Perkiomen Creek is a 37.7 mi tributary of the Schuylkill River in Berks, Lehigh, and Montgomery counties in Pennsylvania. Historically, the water course was also named Perquaminck Creek, on Thomas Holme's 1687 map of the region, which was published by William Penn, founder of the colonial-era Province of Pennsylvania.

==History==
The Perkiomen Trail was established in 2003 as a partnership with the Montgomery County Planning Commission and local governments to provide a walking, jogging, and biking path along the creek that stretches south from Green Lane Reservoir Park to near the Schuylkill River, where it meets the Schuylkill River Trail.

==Geography==
The creek begins in Hereford Township, Berks County, initially flows eastward into Upper Milford Township, Lehigh County, and turns southward to reenter Hereford Township before entering Montgomery County. It is from the Lenape term Pakihm Unk (pronounced for Pah Keym Unk), which means "cranberry place" in English.

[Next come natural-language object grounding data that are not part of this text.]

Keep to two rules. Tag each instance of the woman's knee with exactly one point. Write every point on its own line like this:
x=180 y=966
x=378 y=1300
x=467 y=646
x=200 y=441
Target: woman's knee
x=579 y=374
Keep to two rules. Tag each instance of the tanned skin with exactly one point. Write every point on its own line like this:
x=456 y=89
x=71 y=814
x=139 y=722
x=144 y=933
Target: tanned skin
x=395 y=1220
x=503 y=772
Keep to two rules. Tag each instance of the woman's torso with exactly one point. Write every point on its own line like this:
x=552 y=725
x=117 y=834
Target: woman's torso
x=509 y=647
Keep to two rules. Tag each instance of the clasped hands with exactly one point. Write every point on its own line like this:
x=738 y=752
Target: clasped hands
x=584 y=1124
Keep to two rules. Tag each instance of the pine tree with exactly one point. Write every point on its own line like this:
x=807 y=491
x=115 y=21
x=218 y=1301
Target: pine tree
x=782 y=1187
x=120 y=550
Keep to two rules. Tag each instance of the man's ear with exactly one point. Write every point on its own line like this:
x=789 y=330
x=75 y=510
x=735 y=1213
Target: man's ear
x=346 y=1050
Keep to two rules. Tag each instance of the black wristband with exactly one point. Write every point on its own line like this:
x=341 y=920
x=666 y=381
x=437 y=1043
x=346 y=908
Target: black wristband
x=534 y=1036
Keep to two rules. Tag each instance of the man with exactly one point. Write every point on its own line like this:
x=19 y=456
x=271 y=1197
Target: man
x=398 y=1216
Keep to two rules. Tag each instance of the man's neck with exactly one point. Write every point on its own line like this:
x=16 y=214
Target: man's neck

The Green Lane Reservoir is formed by a dam on the creek on the north side of Green Lane that backs up water from there to the north of Route 663.

Perkiomen Creek joins the Schuylkill River approximately 1.7 miles (2.7 km) downstream of the community of Audubon, the location of the National Audubon Society wildlife sanctuary Mill Grove Farm, once the estate of 19th-century ornithologist John James Audubon. Its largest tributary is East Branch Perkiomen Creek.

== In popular culture ==
The 1970 song "Perkiomen" by Hall and Oates is named after the Perkiomen Creek.